If you’re at all like me, you’re wondering – What IS a Christmas cup, anyway?

The Story.

Megan is determined to set herself up in business. The most practical (and obvious) way to begin is to run a lemonade stand. Her savings are piling up… she’s going to be rich!

And then, the auction happens. And Megan sees a lonely looking cup that no one wants to buy. And she just has to buy it. And she hands over almost all of her savings.

It isn’t until she returns home that she realizes how ugly the cup really is; and how much she dislikes it. But Megan’s Nannie has a plan. Every time either of them has a spare coin, they’ll place it in the cup. They’ll also write a list throughout the year of all of the people that blessed them. At the end of the year, they’ll choose one of the people on the list to receive a gift bought with the money in the cup!

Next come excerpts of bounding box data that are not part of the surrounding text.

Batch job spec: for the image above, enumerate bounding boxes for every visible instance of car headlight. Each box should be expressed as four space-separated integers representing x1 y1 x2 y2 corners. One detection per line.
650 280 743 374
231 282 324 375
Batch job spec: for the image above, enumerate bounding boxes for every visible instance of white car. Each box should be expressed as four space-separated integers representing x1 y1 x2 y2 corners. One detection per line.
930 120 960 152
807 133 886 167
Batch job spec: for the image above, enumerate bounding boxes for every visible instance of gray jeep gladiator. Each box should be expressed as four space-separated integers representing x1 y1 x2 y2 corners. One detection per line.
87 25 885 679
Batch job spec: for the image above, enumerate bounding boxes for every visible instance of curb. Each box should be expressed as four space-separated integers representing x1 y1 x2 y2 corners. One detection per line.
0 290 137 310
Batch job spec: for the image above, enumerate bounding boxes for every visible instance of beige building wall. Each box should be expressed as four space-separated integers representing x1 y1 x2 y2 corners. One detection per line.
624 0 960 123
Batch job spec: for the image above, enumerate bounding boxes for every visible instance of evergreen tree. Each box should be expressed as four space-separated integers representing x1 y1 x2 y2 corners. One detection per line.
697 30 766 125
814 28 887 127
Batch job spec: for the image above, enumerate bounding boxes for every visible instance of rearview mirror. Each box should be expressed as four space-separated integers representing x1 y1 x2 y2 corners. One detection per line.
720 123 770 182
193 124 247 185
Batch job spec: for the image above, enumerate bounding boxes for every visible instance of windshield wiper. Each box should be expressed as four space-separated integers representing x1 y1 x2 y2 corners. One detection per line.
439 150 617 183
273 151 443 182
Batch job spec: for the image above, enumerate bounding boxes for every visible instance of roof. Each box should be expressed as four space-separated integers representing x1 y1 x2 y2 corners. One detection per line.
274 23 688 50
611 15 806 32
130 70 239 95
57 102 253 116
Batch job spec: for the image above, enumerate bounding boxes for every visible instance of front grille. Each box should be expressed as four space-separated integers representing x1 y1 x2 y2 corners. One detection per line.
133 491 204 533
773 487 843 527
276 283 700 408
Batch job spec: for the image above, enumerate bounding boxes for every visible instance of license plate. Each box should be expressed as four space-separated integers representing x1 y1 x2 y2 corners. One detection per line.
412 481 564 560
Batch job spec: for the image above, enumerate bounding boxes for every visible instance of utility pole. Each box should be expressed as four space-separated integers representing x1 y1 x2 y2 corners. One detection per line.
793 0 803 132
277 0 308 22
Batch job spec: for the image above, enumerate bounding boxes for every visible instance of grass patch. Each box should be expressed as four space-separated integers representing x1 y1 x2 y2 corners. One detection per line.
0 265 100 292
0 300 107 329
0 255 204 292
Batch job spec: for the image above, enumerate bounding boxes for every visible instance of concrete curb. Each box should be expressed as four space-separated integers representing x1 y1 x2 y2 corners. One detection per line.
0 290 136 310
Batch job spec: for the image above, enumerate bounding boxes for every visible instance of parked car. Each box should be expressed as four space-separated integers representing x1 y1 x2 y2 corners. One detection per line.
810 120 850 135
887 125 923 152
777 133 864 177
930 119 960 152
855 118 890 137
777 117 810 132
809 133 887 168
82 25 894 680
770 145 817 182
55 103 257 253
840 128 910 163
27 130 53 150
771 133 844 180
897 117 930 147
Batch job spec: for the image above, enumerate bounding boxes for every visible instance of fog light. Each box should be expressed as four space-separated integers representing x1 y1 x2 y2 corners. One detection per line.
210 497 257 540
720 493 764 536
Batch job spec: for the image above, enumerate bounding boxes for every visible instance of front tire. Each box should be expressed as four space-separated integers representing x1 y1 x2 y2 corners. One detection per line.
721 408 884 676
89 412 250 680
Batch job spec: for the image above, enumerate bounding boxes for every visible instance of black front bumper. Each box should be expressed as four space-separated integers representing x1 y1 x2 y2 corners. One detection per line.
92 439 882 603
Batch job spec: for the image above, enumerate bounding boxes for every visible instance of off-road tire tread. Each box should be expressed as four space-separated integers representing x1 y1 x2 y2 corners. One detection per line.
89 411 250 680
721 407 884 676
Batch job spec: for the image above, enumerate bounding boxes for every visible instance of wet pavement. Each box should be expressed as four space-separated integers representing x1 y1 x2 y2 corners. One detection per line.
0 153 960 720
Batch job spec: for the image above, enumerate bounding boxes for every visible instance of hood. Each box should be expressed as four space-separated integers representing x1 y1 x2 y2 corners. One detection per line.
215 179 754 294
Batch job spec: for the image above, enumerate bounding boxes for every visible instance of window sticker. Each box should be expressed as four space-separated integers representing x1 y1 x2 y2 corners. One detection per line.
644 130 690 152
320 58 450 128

But who will the gift go to? And will Megan and Nannie save enough to buy whoever it is a really nice gift?

Cautions.

I really appreciated the relationship aspect as well as the foundational moral of The Christmas Cup. Megan is very, very close to her grandmother Nannie – Nannie loves Megan, spends quality time with her, and offers her sensible advice. It was she who first invented the idea of writing down the names of the people who had blessed them during the past year. In this, I believe that she encouraged Megan in an important character trait – gratitude. While we may wonder about the application of their activity – purchasing a Christmas present for one of these people – we can all agree that gratitude is a trait too little emphasized in today’s society.

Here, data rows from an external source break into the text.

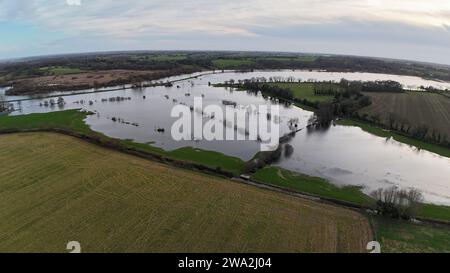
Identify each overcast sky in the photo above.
[0,0,450,64]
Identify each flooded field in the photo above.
[0,70,450,205]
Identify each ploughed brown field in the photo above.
[360,92,450,140]
[0,133,372,252]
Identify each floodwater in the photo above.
[0,70,450,205]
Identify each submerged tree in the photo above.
[371,186,423,219]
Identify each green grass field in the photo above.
[372,217,450,253]
[359,92,450,140]
[0,110,245,175]
[271,83,338,102]
[0,133,372,252]
[252,167,372,205]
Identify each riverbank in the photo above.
[336,118,450,157]
[0,110,450,222]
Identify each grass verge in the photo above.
[252,167,372,206]
[372,217,450,253]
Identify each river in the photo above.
[0,70,450,205]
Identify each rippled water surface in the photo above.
[0,71,450,205]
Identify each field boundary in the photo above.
[0,128,450,227]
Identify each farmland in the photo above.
[373,217,450,253]
[0,110,244,175]
[0,133,372,252]
[360,92,450,139]
[271,82,339,103]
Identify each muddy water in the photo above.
[3,71,450,205]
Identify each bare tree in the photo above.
[371,187,423,219]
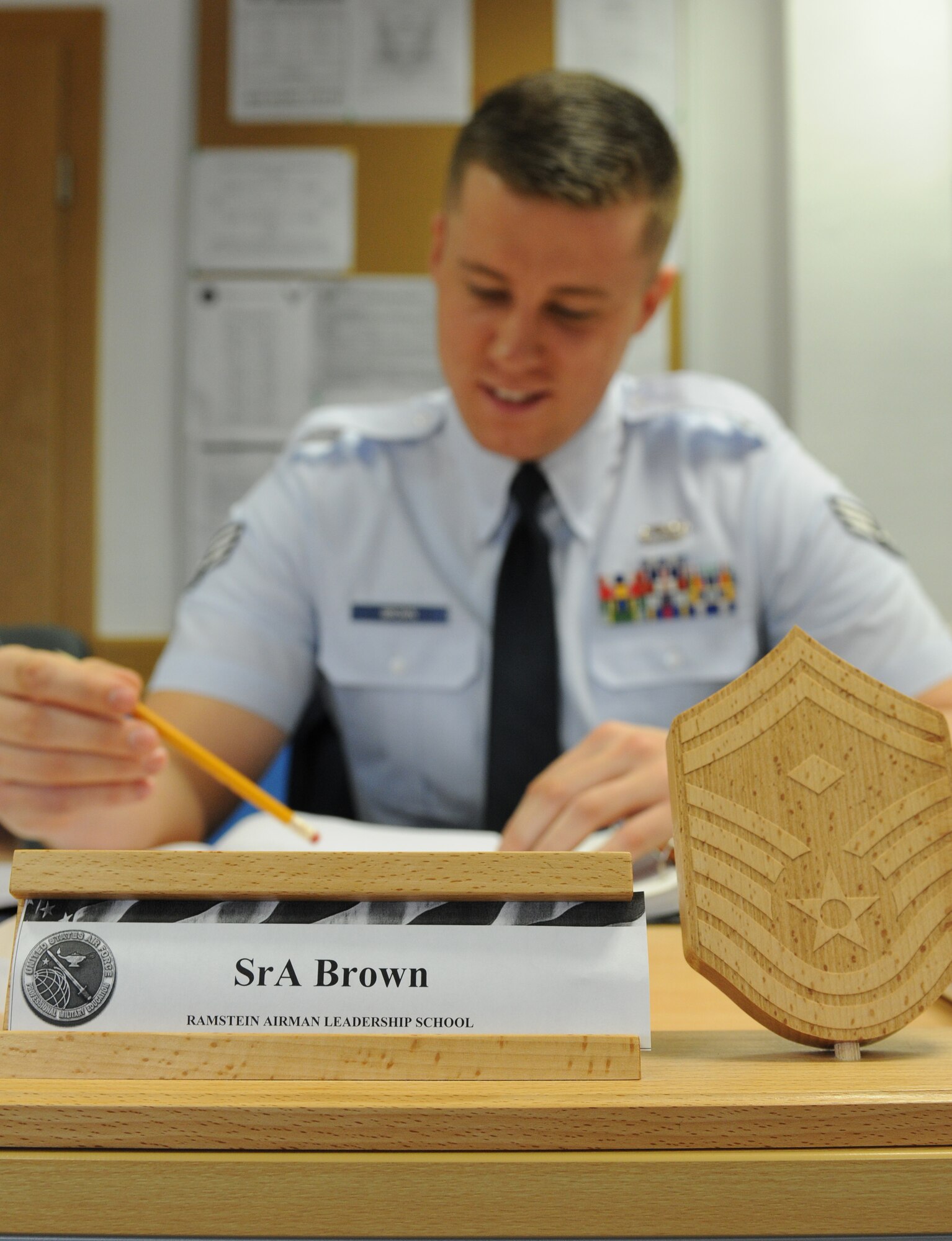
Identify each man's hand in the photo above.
[0,645,166,844]
[499,721,673,858]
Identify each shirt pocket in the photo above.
[590,614,761,728]
[319,612,485,825]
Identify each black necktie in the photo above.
[483,462,561,831]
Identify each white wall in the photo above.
[681,0,789,416]
[784,0,952,617]
[6,0,192,637]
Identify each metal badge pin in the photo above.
[638,517,691,544]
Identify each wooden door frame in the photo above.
[0,7,104,640]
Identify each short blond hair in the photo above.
[447,69,681,258]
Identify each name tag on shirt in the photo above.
[350,603,449,624]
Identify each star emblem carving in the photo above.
[787,867,879,952]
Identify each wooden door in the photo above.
[0,10,102,635]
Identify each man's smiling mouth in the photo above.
[479,383,549,410]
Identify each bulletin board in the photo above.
[196,0,554,276]
[182,0,681,571]
[196,0,683,370]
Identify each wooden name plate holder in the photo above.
[668,629,952,1060]
[0,850,640,1081]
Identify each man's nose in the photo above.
[489,307,542,365]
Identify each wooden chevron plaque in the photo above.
[668,629,952,1049]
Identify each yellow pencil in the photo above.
[133,702,320,844]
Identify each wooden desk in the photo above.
[0,926,952,1237]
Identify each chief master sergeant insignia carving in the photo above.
[668,629,952,1046]
[20,927,115,1025]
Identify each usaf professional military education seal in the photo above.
[20,928,115,1025]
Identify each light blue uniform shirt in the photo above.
[153,374,952,827]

Willis talks Megan into throwing rocks at a Mennonites’ horse and buggy. She hits the horse, spooking him and causing the buggy to tip over. She lies to her teacher concerning her involvement in the prank, but later begins to feel guilty over her actions, and confesses to her teacher. After her teacher takes her to visit the Mennonites, Megan feels much worse and repents of her meanness.

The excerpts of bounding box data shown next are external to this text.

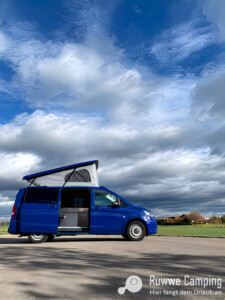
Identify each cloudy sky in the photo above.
[0,0,225,219]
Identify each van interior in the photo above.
[58,188,91,232]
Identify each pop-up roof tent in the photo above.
[23,160,99,187]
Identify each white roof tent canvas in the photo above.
[23,160,99,187]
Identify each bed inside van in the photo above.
[58,188,91,232]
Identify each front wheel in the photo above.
[28,233,48,243]
[126,221,146,241]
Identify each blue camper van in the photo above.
[9,160,157,243]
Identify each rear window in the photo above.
[24,188,59,204]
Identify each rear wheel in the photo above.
[126,220,146,241]
[28,233,48,243]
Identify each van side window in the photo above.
[95,190,118,206]
[24,188,59,204]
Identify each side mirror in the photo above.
[112,201,120,207]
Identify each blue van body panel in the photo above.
[8,186,157,235]
[8,188,26,234]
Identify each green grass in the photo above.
[0,226,9,235]
[157,224,225,237]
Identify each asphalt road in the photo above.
[0,236,225,300]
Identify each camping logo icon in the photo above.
[118,275,142,295]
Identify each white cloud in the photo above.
[150,20,215,62]
[202,0,225,41]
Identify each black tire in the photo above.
[47,234,55,242]
[28,233,48,244]
[126,220,146,241]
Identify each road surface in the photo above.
[0,235,225,300]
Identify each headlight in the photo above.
[144,210,155,218]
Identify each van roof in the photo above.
[23,160,98,181]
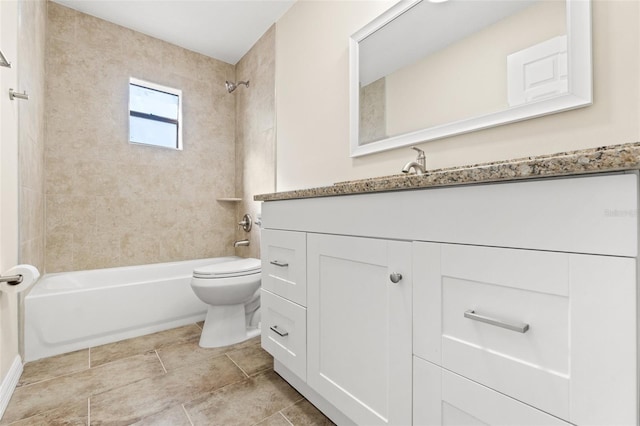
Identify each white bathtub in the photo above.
[24,257,237,361]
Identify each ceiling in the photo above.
[53,0,295,65]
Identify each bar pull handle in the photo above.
[269,325,289,337]
[464,310,529,333]
[9,89,29,101]
[0,274,22,285]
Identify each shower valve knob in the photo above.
[389,272,402,284]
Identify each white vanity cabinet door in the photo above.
[413,357,569,426]
[260,229,307,306]
[413,243,638,425]
[307,234,412,425]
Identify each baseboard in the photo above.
[0,355,22,419]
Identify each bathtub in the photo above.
[24,256,238,361]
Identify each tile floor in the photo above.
[0,323,333,426]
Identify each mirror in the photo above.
[349,0,592,157]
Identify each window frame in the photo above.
[127,77,183,151]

Willis Bailey, whom Megan describes as “the best-looking boy in her class”, walks Megan home every day after school.

Different religious strands – Presbyterians, Baptists, and Mennonites – and their beliefs are mentioned.

Megan lies to her teacher but later confesses the truth.

A boy carries an arrowhead as a lucky piece. Luck is mentioned several other times in different contexts.

Santa Claus is mentioned once.

Halloween is mentioned.

‘Darn’ is used once.

Conclusion. Sweet but with definite elements to be discussed.